Iterative Deep Model Compression and Acceleration in the Frequency Domain
Proceedings of The 13th Asian Conference on Machine Learning, PMLR 157:331-346, 2021.
Deep Convolutional Neural Networks (CNNs) are successfully applied in many complex tasks, but their storage and huge computational costs hinder their deployment on edge devices. CNN model compression techniques have been widely studied in the past five years, most of which are conducted in the spatial domain. Inspired by the sparsity and low-rank properties of weight matrices in the frequency domain, we propose a novel frequency pruning framework for model compression and acceleration while maintaining high-performance. We firstly apply Discrete Cosine Transform (DCT) on convolutional kernels and train them in the frequency domain to get sparse representations.
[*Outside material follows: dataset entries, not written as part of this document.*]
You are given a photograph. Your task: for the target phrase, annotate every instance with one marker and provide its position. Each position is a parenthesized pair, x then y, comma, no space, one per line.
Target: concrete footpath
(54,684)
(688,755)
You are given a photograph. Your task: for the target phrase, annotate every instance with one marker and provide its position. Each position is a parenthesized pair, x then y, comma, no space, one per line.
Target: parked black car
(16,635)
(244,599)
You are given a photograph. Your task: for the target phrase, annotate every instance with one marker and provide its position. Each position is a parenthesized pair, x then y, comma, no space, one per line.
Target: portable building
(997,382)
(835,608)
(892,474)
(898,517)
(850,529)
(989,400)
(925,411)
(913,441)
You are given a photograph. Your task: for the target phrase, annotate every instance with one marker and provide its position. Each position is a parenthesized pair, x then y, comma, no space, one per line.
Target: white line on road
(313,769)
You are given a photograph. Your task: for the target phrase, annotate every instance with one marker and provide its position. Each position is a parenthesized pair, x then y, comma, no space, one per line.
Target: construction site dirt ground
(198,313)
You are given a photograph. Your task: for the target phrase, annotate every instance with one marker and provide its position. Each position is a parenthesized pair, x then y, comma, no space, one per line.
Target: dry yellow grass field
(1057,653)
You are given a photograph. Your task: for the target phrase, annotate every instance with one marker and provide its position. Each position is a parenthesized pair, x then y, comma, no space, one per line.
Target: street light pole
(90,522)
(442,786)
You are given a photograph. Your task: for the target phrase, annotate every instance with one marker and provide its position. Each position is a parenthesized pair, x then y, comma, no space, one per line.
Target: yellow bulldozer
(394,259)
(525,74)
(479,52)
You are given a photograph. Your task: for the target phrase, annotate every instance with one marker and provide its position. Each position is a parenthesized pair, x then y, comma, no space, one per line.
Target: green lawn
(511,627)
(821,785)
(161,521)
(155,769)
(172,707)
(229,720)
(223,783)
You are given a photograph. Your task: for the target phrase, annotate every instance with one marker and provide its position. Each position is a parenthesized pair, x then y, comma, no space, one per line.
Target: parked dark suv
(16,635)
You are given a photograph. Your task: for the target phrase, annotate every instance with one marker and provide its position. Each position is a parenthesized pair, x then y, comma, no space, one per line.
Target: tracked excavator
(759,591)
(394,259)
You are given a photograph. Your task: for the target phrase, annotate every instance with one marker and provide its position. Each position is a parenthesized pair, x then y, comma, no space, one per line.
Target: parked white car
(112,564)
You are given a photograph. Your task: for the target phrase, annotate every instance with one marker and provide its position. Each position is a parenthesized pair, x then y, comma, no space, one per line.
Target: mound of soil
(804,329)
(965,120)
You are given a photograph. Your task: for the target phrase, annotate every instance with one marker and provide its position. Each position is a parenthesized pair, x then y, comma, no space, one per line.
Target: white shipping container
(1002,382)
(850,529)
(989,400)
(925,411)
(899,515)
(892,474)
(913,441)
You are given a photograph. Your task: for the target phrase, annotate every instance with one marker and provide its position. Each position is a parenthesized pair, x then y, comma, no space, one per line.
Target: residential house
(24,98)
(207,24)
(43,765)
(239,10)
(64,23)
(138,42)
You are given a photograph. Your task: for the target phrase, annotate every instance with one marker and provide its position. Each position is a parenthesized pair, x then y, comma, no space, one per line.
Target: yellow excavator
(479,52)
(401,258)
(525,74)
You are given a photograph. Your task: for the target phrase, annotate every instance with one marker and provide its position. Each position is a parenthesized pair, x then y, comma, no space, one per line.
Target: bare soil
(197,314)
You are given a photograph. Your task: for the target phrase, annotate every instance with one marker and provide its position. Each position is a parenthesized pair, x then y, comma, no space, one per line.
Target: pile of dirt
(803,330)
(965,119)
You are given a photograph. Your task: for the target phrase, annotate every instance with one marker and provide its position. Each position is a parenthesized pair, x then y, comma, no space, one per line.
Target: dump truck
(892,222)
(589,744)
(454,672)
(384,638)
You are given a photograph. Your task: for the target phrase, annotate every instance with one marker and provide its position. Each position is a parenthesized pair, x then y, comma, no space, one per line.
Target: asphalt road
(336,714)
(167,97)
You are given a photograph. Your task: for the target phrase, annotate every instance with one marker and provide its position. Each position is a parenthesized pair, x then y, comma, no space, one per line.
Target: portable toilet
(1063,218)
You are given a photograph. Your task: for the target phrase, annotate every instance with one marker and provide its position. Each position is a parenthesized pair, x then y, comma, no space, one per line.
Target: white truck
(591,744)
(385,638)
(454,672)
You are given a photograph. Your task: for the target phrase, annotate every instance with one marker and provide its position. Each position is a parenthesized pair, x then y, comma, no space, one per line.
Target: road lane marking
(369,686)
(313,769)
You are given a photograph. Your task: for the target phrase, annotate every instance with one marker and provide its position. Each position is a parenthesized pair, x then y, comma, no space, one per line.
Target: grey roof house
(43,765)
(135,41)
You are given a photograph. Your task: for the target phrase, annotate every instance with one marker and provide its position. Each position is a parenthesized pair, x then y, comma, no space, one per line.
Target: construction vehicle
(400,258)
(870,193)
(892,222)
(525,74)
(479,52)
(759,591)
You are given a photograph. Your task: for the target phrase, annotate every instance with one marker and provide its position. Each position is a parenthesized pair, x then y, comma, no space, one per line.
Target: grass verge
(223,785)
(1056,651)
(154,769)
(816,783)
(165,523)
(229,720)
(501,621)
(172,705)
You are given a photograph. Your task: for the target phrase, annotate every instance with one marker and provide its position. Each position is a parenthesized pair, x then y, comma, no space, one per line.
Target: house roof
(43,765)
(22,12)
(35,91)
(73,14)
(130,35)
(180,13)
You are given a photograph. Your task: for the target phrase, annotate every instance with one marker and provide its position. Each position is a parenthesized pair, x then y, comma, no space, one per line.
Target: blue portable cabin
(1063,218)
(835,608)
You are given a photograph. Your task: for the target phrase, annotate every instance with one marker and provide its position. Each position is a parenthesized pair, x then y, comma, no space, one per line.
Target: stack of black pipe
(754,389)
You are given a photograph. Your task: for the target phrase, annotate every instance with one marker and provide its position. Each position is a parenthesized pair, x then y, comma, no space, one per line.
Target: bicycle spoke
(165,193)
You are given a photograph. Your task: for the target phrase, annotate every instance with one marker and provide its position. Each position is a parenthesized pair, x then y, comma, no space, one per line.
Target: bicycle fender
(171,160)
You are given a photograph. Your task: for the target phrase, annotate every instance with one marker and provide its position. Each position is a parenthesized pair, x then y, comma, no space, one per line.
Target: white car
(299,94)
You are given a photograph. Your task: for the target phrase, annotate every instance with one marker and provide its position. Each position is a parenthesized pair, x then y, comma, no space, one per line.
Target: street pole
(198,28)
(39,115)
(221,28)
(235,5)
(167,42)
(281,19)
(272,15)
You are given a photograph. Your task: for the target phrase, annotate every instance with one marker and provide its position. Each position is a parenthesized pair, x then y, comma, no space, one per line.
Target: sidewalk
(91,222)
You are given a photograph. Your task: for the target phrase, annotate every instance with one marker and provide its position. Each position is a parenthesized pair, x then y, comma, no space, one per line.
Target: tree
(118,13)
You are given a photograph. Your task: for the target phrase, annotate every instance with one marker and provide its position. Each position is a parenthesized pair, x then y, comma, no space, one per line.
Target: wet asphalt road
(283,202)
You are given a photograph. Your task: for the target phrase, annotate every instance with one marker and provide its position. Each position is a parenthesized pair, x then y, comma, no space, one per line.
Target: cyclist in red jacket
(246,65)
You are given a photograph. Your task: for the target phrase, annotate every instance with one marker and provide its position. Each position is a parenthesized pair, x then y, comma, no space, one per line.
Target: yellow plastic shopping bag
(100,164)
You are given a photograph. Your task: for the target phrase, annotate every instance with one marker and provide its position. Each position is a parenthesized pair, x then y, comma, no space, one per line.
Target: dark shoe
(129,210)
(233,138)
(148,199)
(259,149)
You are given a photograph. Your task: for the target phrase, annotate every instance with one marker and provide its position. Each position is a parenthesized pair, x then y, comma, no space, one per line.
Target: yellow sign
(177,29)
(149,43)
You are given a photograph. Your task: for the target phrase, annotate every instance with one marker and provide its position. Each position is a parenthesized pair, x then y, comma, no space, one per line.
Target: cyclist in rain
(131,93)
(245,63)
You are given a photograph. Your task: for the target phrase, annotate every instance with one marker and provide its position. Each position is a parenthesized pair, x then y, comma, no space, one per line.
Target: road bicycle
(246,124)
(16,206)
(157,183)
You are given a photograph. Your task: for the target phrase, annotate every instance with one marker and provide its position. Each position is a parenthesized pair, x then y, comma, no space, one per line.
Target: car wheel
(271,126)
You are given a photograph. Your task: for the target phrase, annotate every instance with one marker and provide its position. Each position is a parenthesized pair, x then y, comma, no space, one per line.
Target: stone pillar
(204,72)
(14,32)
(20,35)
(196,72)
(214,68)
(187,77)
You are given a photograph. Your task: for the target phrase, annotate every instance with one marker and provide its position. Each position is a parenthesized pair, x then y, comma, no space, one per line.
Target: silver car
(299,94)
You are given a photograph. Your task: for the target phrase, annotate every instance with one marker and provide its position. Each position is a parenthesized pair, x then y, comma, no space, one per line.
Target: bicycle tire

Then we propose an iterative model compression method to decompose the frequency matrices with a sampled-based low-rank approximation algorithm, and then fine-tune and recompose the low-rank matrices gradually until a predefined compression ratio is reached. We further demonstrate that model inference can be conducted with the decomposed frequency matrices, where model parameters and inference cost can be significantly reduced. Extensive experiments using well-known CNN models based on three open datasets show that the proposed method outperforms the state-of-the-arts in reduction of both the number of parameters and floating-point operations (FLOPs) without sacrificing too much model accuracy.